Nanosheet fragmentation occurs when they undergo ultrasonic treatment or vigorous agitation to yield irregular shape and size. Interestingly, the shape and size of the sectioned nanosheets can be controlled via scission of nanosheets along the crystallographic axis. Different methods, like scanning probe lithography, have been used to cut and shape 2D nanosheets. However, secondary processing methods remain underdeveloped, especially for scission along the crystallographic axis. This often requires a thorough examination of the crystal orientation of the nanosheet deposited on a substrate, which remains a difficult task.
Among the existing 2D nanosheets, titania nanosheet is not only popular but also among the most studied nanosheets. They have a uniform crystallographic thickness and relatively large aspect ratio and can be obtained as colloidal 2D crystals monodispersed in solutions. With the ability to undergo neat monolayer tiling, titania nanosheet has proved to be suitable material for investigating the dissociation of chemical bonds through the action of intermolecular forces on substrates.
Herein, Dr. Nobuyuki Sakai, Dr. Masahiko Suzuki and Dr. Takayoshi Sasaki from National Institute for Materials Science in Japan developed scission of 2D inorganic nanosheets along crystallographic axis via physical adsorption on a nonflat surface. In their approach, titania nanosheets were used to examine the possibility of using intermolecular forces acting between the substrate surface and nanosheets to drive scission of 2D nanosheets along the crystallographic axis. The chemical bonds inside the nanosheets were dissociated. The effects of the intermolecular forces between the substrate surface and the nanosheets were examined. The work is currently published in the journal, Advanced Materials Interfaces.
The research team showed the orthogonal sectioning of titania nanosheets into substantial rectangular-shaped fragments upon physical adsorption on nonflat surface. During deposition, nanosheets stayed flat on the solvent surface to facilitate the adsorption on the bumpy surface. Thus, the nanosheets were subjected to tensile stress along the lateral direction since the nanosheet area was relatively smaller than the actual area. This tensile stress was induced by the intermolecular forces acting between the substrate surface and the nanosheet upon adsorption process.

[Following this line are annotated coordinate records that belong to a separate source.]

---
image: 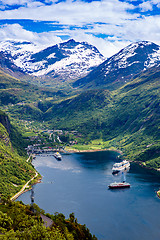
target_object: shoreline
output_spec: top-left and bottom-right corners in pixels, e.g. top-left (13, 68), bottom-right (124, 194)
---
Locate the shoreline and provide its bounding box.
top-left (157, 190), bottom-right (160, 199)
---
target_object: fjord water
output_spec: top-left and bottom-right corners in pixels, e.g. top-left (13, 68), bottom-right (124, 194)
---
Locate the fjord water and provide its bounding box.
top-left (18, 151), bottom-right (160, 240)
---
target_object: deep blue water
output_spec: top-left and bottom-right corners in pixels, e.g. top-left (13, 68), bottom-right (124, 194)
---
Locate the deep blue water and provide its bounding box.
top-left (18, 151), bottom-right (160, 240)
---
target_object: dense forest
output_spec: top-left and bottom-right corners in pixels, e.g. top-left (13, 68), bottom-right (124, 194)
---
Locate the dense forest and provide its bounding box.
top-left (0, 199), bottom-right (97, 240)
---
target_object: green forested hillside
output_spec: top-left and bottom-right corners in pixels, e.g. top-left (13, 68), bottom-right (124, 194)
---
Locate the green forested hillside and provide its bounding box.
top-left (44, 68), bottom-right (160, 168)
top-left (0, 111), bottom-right (35, 197)
top-left (0, 201), bottom-right (97, 240)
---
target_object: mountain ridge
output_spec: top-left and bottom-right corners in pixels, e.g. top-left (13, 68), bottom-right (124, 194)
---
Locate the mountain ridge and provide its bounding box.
top-left (73, 41), bottom-right (160, 90)
top-left (0, 39), bottom-right (105, 85)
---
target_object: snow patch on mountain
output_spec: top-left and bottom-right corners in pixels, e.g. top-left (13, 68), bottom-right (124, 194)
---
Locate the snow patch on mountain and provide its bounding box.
top-left (0, 39), bottom-right (105, 79)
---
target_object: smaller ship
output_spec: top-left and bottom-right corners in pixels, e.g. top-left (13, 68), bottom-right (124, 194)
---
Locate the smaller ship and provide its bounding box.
top-left (53, 152), bottom-right (62, 161)
top-left (112, 160), bottom-right (130, 174)
top-left (108, 182), bottom-right (131, 189)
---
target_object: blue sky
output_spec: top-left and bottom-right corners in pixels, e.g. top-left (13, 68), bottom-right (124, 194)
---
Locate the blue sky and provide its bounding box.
top-left (0, 0), bottom-right (160, 57)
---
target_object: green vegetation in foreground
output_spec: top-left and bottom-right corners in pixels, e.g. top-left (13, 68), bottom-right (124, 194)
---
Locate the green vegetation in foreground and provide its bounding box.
top-left (0, 109), bottom-right (35, 197)
top-left (0, 199), bottom-right (97, 240)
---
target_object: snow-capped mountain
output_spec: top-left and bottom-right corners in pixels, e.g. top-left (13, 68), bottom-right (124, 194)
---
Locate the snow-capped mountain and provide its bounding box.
top-left (73, 41), bottom-right (160, 89)
top-left (0, 39), bottom-right (105, 80)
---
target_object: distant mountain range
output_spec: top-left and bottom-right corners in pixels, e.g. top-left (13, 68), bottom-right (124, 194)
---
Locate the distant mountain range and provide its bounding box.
top-left (73, 41), bottom-right (160, 89)
top-left (0, 39), bottom-right (105, 81)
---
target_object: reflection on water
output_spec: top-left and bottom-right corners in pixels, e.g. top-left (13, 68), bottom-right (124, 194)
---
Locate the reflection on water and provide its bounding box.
top-left (18, 152), bottom-right (160, 240)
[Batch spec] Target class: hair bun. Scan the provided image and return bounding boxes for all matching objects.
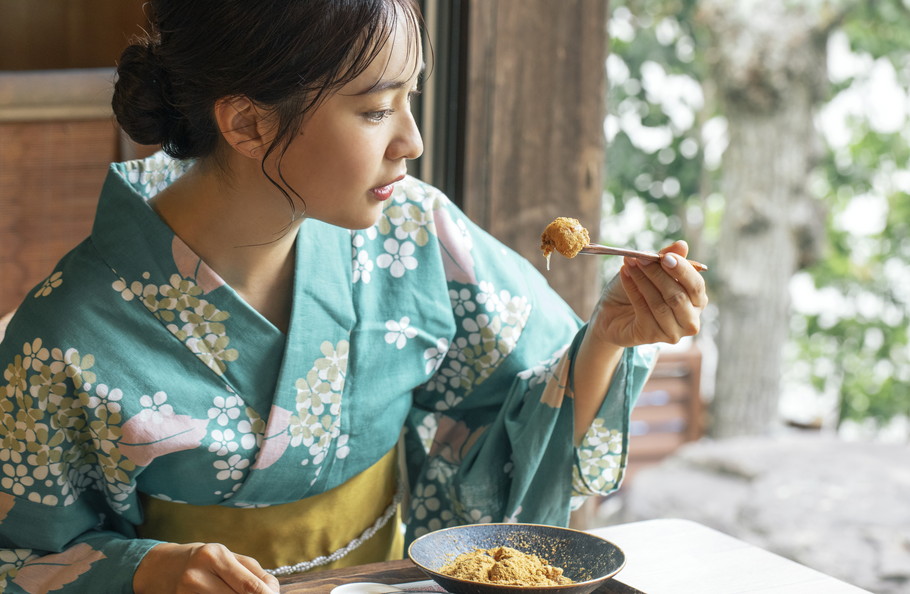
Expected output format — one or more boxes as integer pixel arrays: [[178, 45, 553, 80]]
[[111, 43, 180, 144]]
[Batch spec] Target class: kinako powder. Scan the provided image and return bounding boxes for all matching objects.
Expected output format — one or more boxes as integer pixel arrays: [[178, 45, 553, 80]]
[[540, 217, 591, 270], [439, 547, 575, 586]]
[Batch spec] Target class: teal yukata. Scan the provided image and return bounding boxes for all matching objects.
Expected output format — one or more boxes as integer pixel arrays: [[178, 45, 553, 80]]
[[0, 153, 653, 592]]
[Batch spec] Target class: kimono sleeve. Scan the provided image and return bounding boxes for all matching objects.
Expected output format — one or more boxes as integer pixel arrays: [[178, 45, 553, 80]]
[[0, 307, 158, 593], [406, 186, 653, 538]]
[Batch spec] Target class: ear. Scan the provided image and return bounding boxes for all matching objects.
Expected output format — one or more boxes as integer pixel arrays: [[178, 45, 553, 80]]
[[215, 95, 272, 160]]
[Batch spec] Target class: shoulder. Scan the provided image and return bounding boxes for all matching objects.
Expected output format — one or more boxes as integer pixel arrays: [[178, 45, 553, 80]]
[[0, 239, 124, 358]]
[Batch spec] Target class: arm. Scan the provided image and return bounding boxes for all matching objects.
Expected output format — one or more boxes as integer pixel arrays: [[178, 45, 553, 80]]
[[407, 183, 672, 537], [573, 241, 708, 443]]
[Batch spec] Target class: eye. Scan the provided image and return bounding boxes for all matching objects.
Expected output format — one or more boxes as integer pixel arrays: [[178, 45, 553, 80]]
[[363, 109, 395, 124]]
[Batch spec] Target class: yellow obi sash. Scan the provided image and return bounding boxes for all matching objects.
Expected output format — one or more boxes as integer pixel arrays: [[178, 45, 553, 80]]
[[137, 448, 404, 575]]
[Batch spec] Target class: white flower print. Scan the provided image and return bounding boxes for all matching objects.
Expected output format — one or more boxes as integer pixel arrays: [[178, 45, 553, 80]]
[[214, 454, 250, 481], [385, 316, 417, 350], [353, 251, 373, 284], [417, 415, 439, 452], [477, 281, 496, 311], [0, 464, 35, 496], [449, 288, 477, 317], [139, 392, 174, 423], [376, 239, 417, 278], [423, 338, 449, 373], [208, 396, 240, 427], [209, 429, 237, 456], [88, 384, 123, 413]]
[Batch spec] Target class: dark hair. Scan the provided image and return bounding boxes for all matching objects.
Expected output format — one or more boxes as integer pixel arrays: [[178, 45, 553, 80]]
[[112, 0, 422, 164]]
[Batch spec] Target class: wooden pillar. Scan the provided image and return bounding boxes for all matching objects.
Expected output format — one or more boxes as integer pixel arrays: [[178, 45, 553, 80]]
[[460, 0, 607, 318]]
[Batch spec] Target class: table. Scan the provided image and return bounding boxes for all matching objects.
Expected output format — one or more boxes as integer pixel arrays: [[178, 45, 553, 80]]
[[280, 519, 868, 594]]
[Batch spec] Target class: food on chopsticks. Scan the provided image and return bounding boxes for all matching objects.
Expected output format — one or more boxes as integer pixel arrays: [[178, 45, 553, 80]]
[[540, 217, 708, 272], [540, 217, 591, 270], [439, 547, 575, 586]]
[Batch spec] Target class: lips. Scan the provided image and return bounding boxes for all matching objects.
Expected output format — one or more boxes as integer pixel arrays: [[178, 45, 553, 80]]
[[370, 175, 404, 200]]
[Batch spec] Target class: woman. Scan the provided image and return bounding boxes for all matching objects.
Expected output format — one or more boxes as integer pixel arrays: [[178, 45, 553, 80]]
[[0, 0, 706, 593]]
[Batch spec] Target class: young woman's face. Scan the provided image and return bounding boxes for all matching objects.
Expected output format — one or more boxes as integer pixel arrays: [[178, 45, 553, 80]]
[[281, 16, 423, 229]]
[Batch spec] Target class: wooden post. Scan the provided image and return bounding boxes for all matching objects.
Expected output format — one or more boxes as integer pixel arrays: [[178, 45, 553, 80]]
[[461, 0, 607, 318]]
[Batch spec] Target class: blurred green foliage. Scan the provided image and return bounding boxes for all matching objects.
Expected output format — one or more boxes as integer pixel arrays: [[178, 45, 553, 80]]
[[601, 0, 910, 425]]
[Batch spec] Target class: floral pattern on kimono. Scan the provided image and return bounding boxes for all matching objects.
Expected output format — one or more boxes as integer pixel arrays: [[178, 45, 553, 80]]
[[0, 154, 654, 592]]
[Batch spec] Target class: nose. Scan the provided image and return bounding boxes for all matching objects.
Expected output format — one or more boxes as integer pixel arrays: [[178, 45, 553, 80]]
[[386, 110, 423, 161]]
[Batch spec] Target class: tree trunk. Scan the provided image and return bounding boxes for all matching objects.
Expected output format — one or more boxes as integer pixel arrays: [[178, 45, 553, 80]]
[[699, 0, 830, 437], [462, 0, 607, 318]]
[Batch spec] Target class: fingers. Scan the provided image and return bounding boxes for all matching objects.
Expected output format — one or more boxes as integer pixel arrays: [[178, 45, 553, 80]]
[[234, 554, 279, 592], [622, 247, 708, 343], [204, 545, 278, 594], [177, 543, 278, 594]]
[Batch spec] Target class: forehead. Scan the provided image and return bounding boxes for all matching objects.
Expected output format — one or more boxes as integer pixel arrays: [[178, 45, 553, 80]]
[[342, 7, 423, 95]]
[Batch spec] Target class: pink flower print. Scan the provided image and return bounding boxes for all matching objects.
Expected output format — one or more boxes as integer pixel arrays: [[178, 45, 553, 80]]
[[0, 493, 16, 522], [13, 543, 105, 593], [433, 209, 477, 285], [253, 406, 291, 469], [215, 454, 250, 481], [119, 392, 209, 466]]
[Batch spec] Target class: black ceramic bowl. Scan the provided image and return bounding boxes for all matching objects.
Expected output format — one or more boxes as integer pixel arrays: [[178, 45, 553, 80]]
[[408, 524, 626, 594]]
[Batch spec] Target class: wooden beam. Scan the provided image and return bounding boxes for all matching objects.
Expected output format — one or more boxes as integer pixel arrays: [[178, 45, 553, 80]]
[[461, 0, 607, 318]]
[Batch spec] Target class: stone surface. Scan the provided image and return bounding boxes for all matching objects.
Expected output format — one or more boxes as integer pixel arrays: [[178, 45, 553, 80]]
[[595, 433, 910, 594]]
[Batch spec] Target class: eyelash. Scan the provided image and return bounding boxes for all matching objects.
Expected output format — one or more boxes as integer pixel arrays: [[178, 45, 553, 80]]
[[363, 89, 421, 124]]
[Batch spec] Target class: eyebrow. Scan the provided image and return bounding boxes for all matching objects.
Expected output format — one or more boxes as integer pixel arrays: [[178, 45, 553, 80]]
[[354, 62, 427, 96]]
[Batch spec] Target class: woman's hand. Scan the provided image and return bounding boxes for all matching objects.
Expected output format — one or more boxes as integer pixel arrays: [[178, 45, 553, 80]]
[[133, 543, 278, 594], [574, 241, 708, 444], [589, 241, 708, 347]]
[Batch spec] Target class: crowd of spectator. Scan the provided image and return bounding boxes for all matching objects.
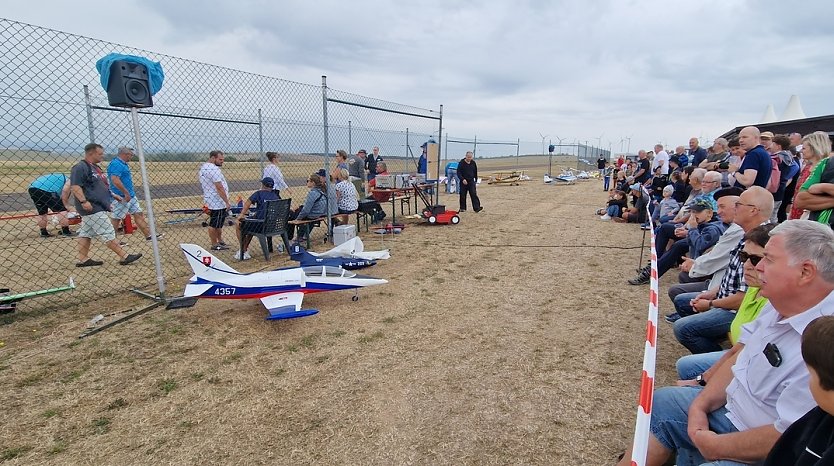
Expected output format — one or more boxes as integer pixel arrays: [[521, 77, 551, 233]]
[[608, 126, 834, 466]]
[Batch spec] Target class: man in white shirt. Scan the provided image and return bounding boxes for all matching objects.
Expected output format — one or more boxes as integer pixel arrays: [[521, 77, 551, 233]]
[[652, 144, 669, 175], [200, 150, 232, 251], [620, 220, 834, 465]]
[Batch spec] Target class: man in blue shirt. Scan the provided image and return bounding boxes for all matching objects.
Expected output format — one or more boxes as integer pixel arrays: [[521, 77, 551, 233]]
[[107, 147, 162, 246], [728, 126, 772, 189]]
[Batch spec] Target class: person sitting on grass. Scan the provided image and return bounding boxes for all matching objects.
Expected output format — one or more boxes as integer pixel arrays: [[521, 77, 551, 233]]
[[764, 316, 834, 466], [235, 177, 280, 260], [287, 173, 327, 241], [614, 183, 649, 223]]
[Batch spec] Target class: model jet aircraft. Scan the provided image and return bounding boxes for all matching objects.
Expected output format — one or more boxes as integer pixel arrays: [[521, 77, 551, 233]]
[[0, 277, 75, 314], [180, 244, 388, 320], [290, 243, 376, 270], [308, 236, 391, 260]]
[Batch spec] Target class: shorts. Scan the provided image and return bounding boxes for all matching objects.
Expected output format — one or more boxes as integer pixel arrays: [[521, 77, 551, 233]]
[[29, 188, 67, 215], [78, 211, 116, 243], [111, 197, 142, 220], [209, 209, 229, 228]]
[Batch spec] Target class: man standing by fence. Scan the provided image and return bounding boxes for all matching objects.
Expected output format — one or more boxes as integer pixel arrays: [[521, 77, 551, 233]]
[[107, 147, 162, 241], [200, 150, 232, 251], [70, 143, 142, 267]]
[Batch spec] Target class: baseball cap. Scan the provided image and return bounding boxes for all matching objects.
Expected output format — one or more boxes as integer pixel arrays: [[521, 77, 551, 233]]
[[689, 199, 714, 212]]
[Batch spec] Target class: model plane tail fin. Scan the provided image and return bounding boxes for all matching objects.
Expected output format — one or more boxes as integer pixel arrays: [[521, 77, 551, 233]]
[[180, 244, 238, 280]]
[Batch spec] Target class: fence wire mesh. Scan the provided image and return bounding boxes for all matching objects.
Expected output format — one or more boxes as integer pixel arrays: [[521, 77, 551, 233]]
[[0, 19, 439, 319]]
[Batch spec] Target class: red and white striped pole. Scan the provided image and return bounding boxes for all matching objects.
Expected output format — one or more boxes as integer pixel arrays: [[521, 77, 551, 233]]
[[631, 189, 658, 466]]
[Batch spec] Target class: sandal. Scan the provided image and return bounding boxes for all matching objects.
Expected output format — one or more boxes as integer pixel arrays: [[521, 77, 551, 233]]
[[75, 259, 104, 267]]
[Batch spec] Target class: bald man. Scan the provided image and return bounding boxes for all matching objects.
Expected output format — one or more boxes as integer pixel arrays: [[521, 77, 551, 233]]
[[728, 126, 771, 189]]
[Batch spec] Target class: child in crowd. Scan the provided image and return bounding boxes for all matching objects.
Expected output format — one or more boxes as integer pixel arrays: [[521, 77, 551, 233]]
[[597, 190, 628, 220], [602, 162, 614, 191], [764, 316, 834, 466], [652, 185, 681, 225]]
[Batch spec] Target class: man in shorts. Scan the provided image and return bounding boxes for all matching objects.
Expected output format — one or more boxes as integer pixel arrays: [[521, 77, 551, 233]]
[[70, 143, 142, 267], [107, 147, 162, 245], [200, 150, 232, 251], [29, 173, 74, 238]]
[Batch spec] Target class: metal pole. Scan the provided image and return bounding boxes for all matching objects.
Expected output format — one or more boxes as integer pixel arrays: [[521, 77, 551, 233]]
[[258, 109, 264, 174], [130, 107, 168, 303], [434, 104, 448, 204], [321, 75, 333, 244], [84, 84, 96, 143]]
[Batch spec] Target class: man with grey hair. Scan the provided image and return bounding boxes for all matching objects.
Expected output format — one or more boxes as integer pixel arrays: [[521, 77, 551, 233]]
[[619, 220, 834, 466], [107, 147, 163, 246]]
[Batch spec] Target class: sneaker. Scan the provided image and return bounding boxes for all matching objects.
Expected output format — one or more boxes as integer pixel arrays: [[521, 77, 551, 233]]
[[664, 312, 681, 324], [119, 254, 142, 265], [628, 269, 651, 285]]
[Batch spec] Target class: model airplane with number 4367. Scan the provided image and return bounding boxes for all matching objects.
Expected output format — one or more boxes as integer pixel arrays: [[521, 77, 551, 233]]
[[180, 244, 388, 320]]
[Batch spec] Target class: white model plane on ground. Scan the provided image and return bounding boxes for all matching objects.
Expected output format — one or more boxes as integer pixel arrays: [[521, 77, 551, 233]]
[[180, 244, 388, 320]]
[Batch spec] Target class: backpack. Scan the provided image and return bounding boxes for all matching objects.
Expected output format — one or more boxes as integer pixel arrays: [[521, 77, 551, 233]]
[[767, 156, 782, 193]]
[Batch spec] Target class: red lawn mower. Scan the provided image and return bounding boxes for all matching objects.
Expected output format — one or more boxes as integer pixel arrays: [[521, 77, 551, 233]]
[[412, 183, 460, 225]]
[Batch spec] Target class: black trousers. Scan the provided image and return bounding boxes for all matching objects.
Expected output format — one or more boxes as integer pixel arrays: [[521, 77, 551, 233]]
[[459, 180, 481, 210]]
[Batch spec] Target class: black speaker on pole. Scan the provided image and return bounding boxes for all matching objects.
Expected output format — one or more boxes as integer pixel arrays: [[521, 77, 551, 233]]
[[107, 60, 153, 107]]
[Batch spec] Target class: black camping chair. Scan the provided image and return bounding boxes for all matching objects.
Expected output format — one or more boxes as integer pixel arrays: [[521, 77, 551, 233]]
[[240, 199, 292, 261]]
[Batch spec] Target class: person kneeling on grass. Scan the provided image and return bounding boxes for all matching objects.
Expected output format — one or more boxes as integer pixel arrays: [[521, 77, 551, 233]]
[[235, 177, 280, 260]]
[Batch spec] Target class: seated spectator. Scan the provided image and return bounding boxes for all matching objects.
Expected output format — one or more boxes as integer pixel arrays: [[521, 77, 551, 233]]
[[677, 223, 776, 386], [628, 199, 725, 285], [235, 178, 280, 260], [652, 185, 681, 223], [619, 220, 834, 466], [614, 183, 649, 223], [764, 316, 834, 466], [287, 173, 328, 241], [791, 131, 834, 225], [333, 168, 359, 214], [600, 190, 628, 220], [672, 186, 773, 354]]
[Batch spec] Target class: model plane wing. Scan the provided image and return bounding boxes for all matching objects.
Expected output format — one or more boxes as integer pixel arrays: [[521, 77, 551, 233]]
[[261, 291, 319, 320]]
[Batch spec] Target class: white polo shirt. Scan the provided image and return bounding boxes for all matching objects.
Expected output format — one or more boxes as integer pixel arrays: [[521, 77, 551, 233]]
[[200, 162, 229, 210], [726, 292, 834, 432]]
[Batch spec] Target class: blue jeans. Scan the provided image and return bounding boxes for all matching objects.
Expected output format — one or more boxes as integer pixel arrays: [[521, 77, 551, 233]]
[[672, 310, 736, 354], [649, 387, 741, 466], [675, 350, 727, 380]]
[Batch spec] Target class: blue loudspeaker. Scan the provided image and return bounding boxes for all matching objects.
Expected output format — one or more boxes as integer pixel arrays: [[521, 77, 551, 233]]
[[107, 60, 153, 107]]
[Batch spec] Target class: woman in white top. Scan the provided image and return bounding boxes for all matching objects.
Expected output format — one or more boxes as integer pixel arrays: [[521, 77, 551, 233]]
[[332, 168, 359, 214], [261, 152, 289, 198]]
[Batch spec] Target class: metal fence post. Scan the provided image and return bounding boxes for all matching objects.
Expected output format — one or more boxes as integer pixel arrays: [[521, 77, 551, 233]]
[[321, 75, 334, 244], [84, 84, 96, 143]]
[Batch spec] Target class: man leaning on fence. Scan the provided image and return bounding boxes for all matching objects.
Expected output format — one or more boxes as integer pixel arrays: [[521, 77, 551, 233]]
[[70, 143, 142, 267], [619, 220, 834, 466]]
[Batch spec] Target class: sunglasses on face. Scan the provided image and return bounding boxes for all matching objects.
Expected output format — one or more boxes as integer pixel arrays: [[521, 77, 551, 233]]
[[738, 251, 764, 265]]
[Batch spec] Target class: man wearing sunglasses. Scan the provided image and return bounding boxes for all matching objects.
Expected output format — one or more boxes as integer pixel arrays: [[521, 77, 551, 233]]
[[620, 220, 834, 466]]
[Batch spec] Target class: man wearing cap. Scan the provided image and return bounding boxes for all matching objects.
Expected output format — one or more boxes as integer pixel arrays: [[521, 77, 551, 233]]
[[728, 126, 773, 188], [348, 149, 368, 197], [614, 183, 649, 223], [235, 177, 280, 260]]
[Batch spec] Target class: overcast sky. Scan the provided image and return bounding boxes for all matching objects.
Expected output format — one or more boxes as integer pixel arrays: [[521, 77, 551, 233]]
[[0, 0, 834, 152]]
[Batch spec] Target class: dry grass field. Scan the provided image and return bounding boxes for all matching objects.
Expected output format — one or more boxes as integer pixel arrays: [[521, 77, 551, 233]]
[[0, 157, 682, 465]]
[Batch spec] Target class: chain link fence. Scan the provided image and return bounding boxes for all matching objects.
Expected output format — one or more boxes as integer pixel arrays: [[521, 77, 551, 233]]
[[0, 19, 440, 321]]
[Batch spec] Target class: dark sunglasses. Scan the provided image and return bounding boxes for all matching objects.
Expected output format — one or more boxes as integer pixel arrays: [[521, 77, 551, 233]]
[[738, 251, 764, 265]]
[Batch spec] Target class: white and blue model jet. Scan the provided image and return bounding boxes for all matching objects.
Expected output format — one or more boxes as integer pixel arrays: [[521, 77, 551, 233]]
[[180, 244, 388, 320]]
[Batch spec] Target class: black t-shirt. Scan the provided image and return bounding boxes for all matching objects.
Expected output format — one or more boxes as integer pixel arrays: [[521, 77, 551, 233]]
[[634, 159, 652, 184]]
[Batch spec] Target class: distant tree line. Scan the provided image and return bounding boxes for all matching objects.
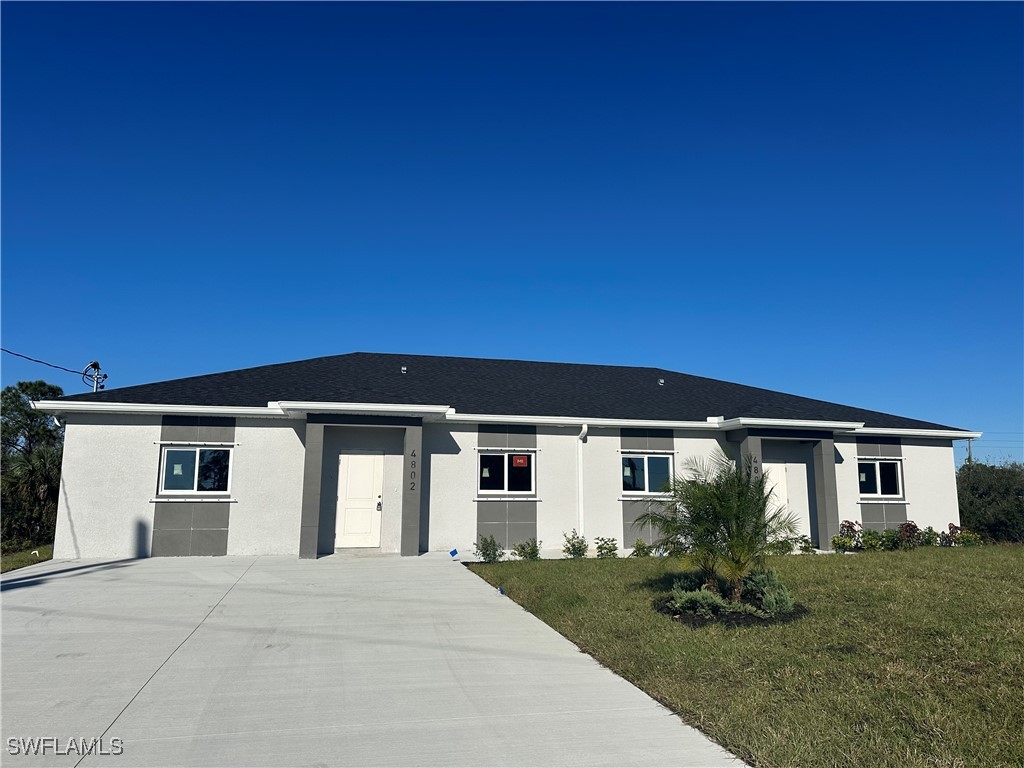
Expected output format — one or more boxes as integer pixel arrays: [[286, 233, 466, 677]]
[[0, 381, 63, 553], [956, 461, 1024, 544]]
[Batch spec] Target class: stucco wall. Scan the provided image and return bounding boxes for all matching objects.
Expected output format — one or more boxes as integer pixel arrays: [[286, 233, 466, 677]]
[[423, 424, 477, 552], [53, 415, 160, 559], [227, 419, 305, 555], [902, 438, 959, 530], [537, 427, 580, 550]]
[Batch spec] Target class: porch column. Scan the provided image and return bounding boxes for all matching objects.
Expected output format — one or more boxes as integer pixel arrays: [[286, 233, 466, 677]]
[[401, 426, 423, 557], [814, 437, 839, 549], [299, 422, 324, 559]]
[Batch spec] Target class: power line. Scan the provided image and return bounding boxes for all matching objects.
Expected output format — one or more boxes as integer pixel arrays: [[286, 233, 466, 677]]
[[0, 347, 82, 376]]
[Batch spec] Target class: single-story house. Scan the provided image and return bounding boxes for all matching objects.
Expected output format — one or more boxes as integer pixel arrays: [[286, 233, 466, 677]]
[[34, 352, 979, 558]]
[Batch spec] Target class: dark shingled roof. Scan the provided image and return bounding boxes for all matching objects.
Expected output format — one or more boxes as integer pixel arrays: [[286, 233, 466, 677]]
[[62, 352, 953, 429]]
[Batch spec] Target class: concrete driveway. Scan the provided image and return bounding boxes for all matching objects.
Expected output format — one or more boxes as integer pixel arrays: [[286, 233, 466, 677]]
[[2, 556, 740, 767]]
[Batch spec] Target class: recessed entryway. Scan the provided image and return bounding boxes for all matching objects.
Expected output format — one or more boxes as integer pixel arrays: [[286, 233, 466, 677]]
[[335, 452, 384, 549]]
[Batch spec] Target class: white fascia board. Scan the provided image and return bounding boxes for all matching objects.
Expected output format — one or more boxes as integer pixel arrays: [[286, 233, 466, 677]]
[[718, 416, 864, 431], [444, 410, 719, 430], [266, 400, 451, 416], [32, 400, 287, 417], [853, 427, 984, 440]]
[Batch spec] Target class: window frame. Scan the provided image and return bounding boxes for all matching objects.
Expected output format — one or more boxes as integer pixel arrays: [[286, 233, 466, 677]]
[[857, 456, 906, 500], [618, 451, 676, 497], [476, 449, 537, 497], [157, 442, 234, 497]]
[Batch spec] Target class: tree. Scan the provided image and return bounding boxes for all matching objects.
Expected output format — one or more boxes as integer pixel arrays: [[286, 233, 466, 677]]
[[956, 461, 1024, 543], [638, 453, 797, 602], [0, 381, 63, 551]]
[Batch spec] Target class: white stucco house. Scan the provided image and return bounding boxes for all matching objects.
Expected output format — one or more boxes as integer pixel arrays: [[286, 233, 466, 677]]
[[34, 352, 979, 558]]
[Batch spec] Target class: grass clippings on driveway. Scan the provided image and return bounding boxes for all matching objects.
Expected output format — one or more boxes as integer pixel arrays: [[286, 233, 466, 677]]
[[470, 547, 1024, 768], [0, 544, 53, 573]]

The high 2D anisotropy induced significantly large intermolecular forces sufficient to cleave all the chemical bonds across lattice planes orthogonal to the lateral direction of the nanosheets. This resulted in the scission of the nanosheets and the formation of crevices within the nanosheets. The resultant crevices indicated scission along crystallographic axis due to smaller total dissociation energy. Scission was achieved for all the large nanosheets on the substrate surface. Furthermore, the aspect ratio of the nanosheets was among the factors influencing the scission through integrated intermolecular forces.
In summary, scission of 2D nanosheets along the crystallographic axis using spin-coating method was successfully developed. Although the magnitude of the intermolecular forces was much smaller than the dissociation energy, the total intermolecular force exceeded the total dissociation energy across the vertical lattice plane when 2D nanosheet was adsorbed on the substrate. The titania nanosheet sectioning principle demonstrated here is also applicable to 2D materials with other structures and compositions as well as 1D anisotropic materials. In a statement to Advances in Engineering, Dr. Nobuyuki Sakai stated that their findings hopefully will provide a powerful large-scale processing technique for nanomaterials.
Sakai, N., Suzuki, M., & Sasaki, T. (2022). Scission of 2D Inorganic Nanosheets via Physical Adsorption on a Nonflat Surface. Advanced Materials Interfaces, 9(14), 2102591.